A noncoding mediator of metastasis

To metastasize, cancer cells undergo dynamic shifts in phenotype called epithelial-to-mesenchymal transition (EMT) and its reverse process (MET). These phenotypic shifts are controlled in part by microRNAs (miRNAs), which, by binding to target transcripts, suppress the abundance of various proteins. By isolating tumor cells from the primary site, the circulation, and metastatic nodules in the lung in a mouse model of metastatic breast cancer, Zhou et al. found that the long noncoding RNA (lncRNA) H19 acted as a “sponge” for miRNAs to promote an epithelial or mesenchymal switch in tumor cells. In epithelial-like tumor cells in the primary and metastatic sites, H19 sequestered miR-200b/c, which ultimately inhibited the migration-related protein ARF. In mesenchymal-like, disseminated cells in the circulation, H19 sequestered let-7b, ultimately activating ARF. H19 abundance was greater in metastatic than in nonmetastatic human tumors. These findings reveal a previously unknown mediator of the EMT/MET phenomenon in metastasis.

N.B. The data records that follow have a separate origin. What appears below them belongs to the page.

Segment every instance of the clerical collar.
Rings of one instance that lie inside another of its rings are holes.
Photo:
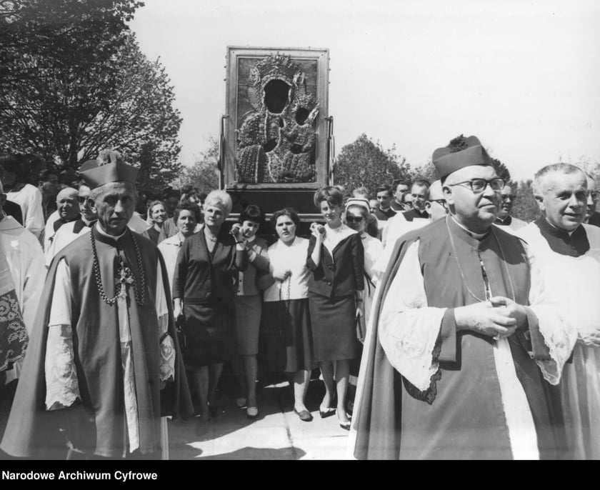
[[[550,224],[545,216],[538,218],[535,224],[546,239],[552,251],[570,257],[580,257],[589,249],[586,229],[581,225],[570,234]]]
[[[450,218],[451,218],[452,221],[454,221],[454,223],[456,223],[456,224],[459,228],[461,228],[465,231],[465,233],[466,233],[469,236],[472,236],[476,240],[482,240],[488,234],[488,231],[486,231],[485,233],[474,233],[474,232],[471,231],[471,230],[466,229],[465,226],[464,226],[460,223],[459,223],[456,221],[456,219],[454,218],[454,216],[451,215]]]
[[[119,241],[119,239],[122,238],[123,236],[125,236],[125,234],[126,234],[126,233],[127,233],[127,228],[126,228],[126,227],[125,227],[125,230],[124,230],[124,231],[123,231],[123,233],[121,233],[120,235],[119,235],[119,236],[116,236],[116,235],[109,235],[108,233],[106,233],[106,231],[104,231],[104,230],[103,230],[103,229],[100,227],[100,223],[99,223],[99,222],[96,222],[96,226],[94,226],[94,228],[96,228],[96,231],[98,231],[98,233],[99,233],[99,234],[100,234],[102,236],[104,236],[104,238],[110,239],[111,240],[113,240],[114,242],[118,241]]]

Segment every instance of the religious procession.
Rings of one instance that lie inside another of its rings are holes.
[[[600,459],[596,176],[548,161],[525,221],[502,149],[449,134],[350,184],[328,50],[226,59],[212,188],[109,138],[0,155],[0,458],[166,459],[275,376],[349,459]]]

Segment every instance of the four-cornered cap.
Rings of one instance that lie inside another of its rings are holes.
[[[135,185],[137,173],[137,169],[123,162],[118,152],[106,150],[96,160],[84,161],[79,167],[79,175],[91,189],[118,181]]]
[[[366,209],[366,212],[371,212],[371,208],[369,206],[369,201],[364,199],[361,197],[351,197],[348,201],[346,201],[346,211],[348,211],[348,208],[351,206],[361,206],[365,209]]]
[[[440,179],[465,166],[492,165],[491,158],[476,136],[469,136],[465,142],[467,147],[459,151],[453,151],[447,147],[438,148],[434,151],[432,160]]]

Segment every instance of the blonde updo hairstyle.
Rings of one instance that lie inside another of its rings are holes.
[[[231,201],[231,196],[225,191],[211,191],[204,200],[204,207],[206,209],[209,206],[216,206],[223,209],[223,214],[226,219],[229,213],[231,212],[234,203]]]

Metastasis is a multistep process by which tumor cells disseminate from their primary site and form secondary tumors at a distant site. The pathophysiological course of metastasis is mediated by the dynamic plasticity of cancer cells, which enables them to shift between epithelial and mesenchymal phenotypes through a transcriptionally regulated program termed epithelial-to-mesenchymal transition (EMT) and its reverse process, mesenchymal-to-epithelial transition (MET). Using a mouse model of spontaneous metastatic breast cancer, we investigated the molecular mediators of metastatic competence within a heterogeneous primary tumor and how these cells then manipulated their epithelial-mesenchymal plasticity during the metastatic process. We isolated cells from the primary mammary tumor, the circulation, and metastatic lesions in the lung in TA2 mice and found that the long noncoding RNA (lncRNA) H19 mediated EMT and MET by differentially acting as a sponge for the microRNAs miR-200b/c and let-7b. We found that this ability enabled H19 to modulate the expression of the microRNA targets Git2 and Cyth3, respectively, which encode regulators of the RAS superfamily member adenosine 5′-diphosphate (ADP) ribosylation factor (ARF), a guanosine triphosphatase (GTPase) that promotes cell migration associated with EMT and disseminating tumor cells. Decreasing the abundance of H19 or manipulating that of members in its axis prevented metastasis from grafts in syngeneic mice. Abundance of H19, GIT2, and CYTH3 in patient samples further suggests that H19 might be exploited as a biomarker for metastatic cells within breast tumors and perhaps as a therapeutic target to prevent metastasis.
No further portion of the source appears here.